Was it coincidence that the great ”fetcher debate” arose at the same time? The Boks had no one willing to get his hands dirty at the breakdown, so the Richie McCaws, Phil Waughs and George Smiths got away scot-free at the ruck. It would all have been different, said White’s critics, if he had had the sense to pick Luke Watson.

But it wouldn’t have been. In the Springbok team that went on tour at the beginning of the Tri-Nations, any ball that Watson might have delivered would simply have been kicked away.

As ever, it took ultimate adversity to change things. It took four successive defeats and an hour of All Black supremacy at Loftus Versfeld for the coach to try something new.

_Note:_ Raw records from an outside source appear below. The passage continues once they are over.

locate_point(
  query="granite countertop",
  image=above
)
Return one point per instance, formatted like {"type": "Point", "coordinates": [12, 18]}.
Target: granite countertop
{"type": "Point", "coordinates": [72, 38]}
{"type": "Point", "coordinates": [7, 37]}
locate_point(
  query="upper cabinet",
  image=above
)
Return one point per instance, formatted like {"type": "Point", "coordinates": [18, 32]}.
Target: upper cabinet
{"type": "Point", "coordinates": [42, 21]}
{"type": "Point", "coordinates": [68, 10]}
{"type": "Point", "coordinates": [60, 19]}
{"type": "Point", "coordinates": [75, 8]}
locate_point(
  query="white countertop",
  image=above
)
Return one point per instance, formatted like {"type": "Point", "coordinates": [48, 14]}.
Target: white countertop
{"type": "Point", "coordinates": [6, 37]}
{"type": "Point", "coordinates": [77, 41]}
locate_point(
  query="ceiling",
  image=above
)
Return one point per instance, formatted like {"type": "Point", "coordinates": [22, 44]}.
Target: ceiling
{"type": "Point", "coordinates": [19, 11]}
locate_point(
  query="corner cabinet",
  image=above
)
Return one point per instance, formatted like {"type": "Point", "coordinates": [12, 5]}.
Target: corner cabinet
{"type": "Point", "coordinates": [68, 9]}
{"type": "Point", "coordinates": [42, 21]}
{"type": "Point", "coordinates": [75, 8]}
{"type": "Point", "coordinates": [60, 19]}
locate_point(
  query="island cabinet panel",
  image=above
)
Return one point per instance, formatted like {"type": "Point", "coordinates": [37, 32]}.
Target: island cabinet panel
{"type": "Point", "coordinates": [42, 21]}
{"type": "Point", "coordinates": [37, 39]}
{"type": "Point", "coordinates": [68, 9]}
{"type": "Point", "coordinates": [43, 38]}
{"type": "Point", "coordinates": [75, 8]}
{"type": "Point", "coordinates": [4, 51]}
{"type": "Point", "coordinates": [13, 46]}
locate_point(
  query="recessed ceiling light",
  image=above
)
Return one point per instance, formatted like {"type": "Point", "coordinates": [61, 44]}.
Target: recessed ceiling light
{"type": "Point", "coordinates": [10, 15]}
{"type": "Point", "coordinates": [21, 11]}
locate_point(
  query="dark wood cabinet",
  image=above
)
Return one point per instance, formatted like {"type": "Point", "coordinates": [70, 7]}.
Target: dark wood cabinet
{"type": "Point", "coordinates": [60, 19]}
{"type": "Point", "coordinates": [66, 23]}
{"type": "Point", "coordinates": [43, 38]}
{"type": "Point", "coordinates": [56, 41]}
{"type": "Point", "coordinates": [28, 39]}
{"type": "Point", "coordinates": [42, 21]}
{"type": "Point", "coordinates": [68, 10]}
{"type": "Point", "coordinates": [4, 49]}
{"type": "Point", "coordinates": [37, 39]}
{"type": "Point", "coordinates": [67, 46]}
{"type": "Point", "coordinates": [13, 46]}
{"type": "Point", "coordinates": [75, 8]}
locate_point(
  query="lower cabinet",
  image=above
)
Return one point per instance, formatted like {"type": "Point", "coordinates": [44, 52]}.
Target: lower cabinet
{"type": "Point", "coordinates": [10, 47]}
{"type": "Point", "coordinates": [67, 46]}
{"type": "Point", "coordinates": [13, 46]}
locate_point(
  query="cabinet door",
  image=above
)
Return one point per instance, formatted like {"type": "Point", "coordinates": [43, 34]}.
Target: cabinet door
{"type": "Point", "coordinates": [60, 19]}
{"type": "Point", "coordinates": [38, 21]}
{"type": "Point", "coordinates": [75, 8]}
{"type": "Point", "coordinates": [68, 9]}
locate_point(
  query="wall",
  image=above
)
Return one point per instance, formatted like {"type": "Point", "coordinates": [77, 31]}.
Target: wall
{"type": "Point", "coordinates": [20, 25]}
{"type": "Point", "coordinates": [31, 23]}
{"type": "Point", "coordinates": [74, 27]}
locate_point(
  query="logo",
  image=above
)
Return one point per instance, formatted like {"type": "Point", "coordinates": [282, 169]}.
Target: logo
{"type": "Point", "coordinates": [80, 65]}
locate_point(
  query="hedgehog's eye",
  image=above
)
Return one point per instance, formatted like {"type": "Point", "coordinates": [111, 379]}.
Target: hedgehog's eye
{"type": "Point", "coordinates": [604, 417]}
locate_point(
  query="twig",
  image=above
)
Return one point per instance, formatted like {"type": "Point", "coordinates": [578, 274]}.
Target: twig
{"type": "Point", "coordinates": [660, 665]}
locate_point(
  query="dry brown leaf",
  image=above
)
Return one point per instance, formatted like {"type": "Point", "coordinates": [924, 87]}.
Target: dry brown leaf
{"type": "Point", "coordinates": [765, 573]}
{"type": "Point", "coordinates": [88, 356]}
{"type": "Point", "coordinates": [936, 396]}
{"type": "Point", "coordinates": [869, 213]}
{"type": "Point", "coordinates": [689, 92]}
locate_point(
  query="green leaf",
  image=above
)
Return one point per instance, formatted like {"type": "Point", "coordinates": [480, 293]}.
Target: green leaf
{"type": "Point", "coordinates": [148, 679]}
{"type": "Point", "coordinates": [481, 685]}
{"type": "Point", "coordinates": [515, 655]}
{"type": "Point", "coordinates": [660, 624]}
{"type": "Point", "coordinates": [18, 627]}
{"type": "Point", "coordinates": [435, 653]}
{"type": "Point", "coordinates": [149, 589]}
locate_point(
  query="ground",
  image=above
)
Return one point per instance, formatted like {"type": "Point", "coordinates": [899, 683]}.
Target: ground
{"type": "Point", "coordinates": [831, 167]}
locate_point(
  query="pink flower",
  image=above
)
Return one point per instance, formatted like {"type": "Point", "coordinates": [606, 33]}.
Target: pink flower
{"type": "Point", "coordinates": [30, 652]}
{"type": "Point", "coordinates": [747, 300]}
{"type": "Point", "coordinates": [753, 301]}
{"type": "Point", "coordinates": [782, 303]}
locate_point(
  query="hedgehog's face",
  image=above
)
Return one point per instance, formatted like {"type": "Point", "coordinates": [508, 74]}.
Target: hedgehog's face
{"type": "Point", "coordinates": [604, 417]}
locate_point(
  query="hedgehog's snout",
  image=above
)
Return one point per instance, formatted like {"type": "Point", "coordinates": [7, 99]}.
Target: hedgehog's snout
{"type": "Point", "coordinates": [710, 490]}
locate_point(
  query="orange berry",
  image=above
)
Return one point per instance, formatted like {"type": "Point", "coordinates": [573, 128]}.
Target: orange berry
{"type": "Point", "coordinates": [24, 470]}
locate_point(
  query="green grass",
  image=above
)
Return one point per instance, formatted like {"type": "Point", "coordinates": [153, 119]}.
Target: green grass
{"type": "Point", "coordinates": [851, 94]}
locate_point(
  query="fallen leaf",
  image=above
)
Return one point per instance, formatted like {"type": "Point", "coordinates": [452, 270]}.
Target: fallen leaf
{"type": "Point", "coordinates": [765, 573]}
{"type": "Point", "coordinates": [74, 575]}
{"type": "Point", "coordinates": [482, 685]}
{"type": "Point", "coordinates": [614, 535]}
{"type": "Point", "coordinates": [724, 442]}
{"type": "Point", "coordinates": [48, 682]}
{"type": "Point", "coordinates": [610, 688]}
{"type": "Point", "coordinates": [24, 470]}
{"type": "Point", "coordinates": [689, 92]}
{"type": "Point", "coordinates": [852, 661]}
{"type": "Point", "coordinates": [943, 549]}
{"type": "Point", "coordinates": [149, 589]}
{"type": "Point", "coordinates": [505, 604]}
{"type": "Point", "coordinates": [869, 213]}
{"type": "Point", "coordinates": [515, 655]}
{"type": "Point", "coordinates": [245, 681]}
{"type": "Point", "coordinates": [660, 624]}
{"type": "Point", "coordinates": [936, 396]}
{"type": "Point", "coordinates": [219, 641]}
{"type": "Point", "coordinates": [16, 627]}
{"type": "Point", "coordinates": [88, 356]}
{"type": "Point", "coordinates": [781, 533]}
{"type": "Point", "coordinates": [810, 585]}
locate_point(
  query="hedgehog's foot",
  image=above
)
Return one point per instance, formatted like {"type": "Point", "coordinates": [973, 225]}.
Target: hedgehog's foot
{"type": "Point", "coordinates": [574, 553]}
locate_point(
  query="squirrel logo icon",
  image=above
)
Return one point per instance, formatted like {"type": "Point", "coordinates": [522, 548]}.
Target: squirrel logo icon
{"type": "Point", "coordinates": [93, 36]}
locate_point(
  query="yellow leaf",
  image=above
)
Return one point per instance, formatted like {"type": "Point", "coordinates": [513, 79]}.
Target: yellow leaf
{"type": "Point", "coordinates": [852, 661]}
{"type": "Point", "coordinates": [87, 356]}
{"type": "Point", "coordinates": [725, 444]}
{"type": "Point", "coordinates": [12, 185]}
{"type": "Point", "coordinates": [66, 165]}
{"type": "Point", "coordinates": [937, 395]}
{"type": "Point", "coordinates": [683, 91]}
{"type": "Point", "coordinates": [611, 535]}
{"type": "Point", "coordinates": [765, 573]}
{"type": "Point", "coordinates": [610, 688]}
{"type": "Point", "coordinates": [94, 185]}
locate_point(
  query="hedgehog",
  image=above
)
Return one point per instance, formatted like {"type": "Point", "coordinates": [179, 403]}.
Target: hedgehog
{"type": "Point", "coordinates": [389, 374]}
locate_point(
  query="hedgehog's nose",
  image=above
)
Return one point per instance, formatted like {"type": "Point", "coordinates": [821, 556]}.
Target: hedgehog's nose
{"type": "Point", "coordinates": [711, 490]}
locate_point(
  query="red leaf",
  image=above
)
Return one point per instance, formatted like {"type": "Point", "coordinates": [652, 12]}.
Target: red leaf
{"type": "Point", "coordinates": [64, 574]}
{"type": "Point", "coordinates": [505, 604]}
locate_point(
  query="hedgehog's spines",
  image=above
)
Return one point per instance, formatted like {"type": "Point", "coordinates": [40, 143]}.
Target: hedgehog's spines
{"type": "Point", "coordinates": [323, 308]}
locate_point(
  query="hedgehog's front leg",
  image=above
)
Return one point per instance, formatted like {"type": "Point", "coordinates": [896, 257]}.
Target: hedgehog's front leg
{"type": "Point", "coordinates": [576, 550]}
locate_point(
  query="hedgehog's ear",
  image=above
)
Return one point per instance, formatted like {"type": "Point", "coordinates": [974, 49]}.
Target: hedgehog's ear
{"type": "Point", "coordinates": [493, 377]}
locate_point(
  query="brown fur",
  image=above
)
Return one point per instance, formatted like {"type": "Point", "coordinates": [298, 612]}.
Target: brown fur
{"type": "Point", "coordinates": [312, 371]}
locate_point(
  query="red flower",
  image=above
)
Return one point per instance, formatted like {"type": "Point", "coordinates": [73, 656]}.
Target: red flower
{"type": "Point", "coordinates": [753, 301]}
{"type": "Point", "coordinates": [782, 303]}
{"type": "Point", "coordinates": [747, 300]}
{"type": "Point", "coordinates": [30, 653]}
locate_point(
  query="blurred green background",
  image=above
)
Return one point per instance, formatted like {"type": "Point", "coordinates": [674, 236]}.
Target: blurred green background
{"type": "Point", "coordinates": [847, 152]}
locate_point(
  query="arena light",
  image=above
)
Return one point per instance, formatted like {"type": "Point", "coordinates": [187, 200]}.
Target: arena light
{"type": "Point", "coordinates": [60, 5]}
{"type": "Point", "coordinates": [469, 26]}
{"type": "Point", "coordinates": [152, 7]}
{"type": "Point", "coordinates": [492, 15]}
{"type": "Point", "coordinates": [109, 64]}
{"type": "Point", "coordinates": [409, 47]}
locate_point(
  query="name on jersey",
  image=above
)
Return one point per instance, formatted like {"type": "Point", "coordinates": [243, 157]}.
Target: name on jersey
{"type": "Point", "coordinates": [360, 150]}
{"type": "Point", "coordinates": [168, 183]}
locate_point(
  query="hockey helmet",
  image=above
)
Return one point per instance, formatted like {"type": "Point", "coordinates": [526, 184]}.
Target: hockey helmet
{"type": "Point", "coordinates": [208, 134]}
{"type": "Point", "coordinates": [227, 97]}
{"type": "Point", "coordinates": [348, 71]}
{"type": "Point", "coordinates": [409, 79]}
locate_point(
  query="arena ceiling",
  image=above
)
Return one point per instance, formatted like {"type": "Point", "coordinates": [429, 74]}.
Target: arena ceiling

He took off his talisman, Percy Montgomery, and replaced him with a scrumhalf who had never played fullback, Ruan Pienaar. He also removed a plainly bewildered Butch James and restored Andre Pretorius at flyhalf.

In the end, that’s all it took: The introduction of two players who had been divorced from the team dynamic long enough to refuse to buy into a sterile system. Pretorius galvanised the midfield and Pienaar ran the ball back at the bemused All Blacks. The game was still lost heavily enough, but those 20 minutes may yet prove to be the ones that won the World Cup.

Still, White wasn’t sure, and it took him another week to persuade himself of the possibility that attack remains the best form of defence. Rather than admit that he was going to pick 20-year-old JP Pietersen at fullback for Ellis Park, he named him as one of two new additions to the squad from the Sharks. The other, Brent Russell, was sent home when White agreed to bite the bullet.

And on Saturday the crowd and most of the watching public seemed convinced Pietersen was going to have a bad day. When he knocked on a high ball and AJ Venter foolishly picked it up, conceding a penalty in the process, you could hear the groans from Phalaborwa to Piketberg. Too risky, they sighed, as though Johan Heunis and Andre Joubert caught everything that came their way.

Ultimately, Pietersen won over the critics and White’s Springboks were successfully reinvented over the course of a desperately demoralising tournament. They have thrown off their conservative shackles and can look to the future in hope rather than fear. Funny what can be achieved when you’re at your wits’ end.